In this vignette, we work through a two sample Z-test. If you haven't seen a one-sample Z-test, we recommend you read `vignette("one-sample-z-test")` first.

## Problem setup

Let's suppose that a student wants to figure out if biology professors or English professors know more memes. The student writes a meme quiz and springs it on 14 unsuspecting biology professors and 18 unsuspecting English professors during office hours.

The biology professors get the following scores:

\[
  3, 7, 11, 0, 7, 0, 4, 5, 6, 2, 4, 7, 2, 9
\]

and the English professors score:

\[
  5, 5, 4, 5, 4, 5, 7, 2, 6, 2, 2, 7, 2, 6, 4, 2, 5, 2
\]

We'll assume that the population variance of the biology professor scores is $\sigma^2_1 = 3$ and the population variance of the English professor scores is $\sigma^2_2 = 2$.

## Assumption checking

Before we can do a Z-test, we need to make check if we can reasonably
treat the means of *each sample* as normally distributed.

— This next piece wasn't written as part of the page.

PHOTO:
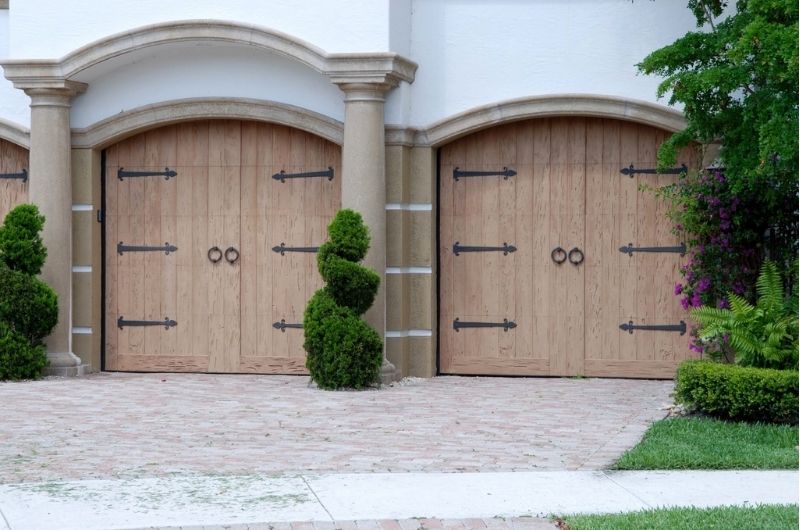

This happens is
the case of either of following hold:

1. The data comes from a normal distribution.
2. We have lots of data. How much? Many textbooks use 30 data points as a rule of thumb.

Since both of samples have less than 30 data points, we need to check if they are plausibly from normal distributions. We check the biology professor scores first using a normal quantile-quantile plot.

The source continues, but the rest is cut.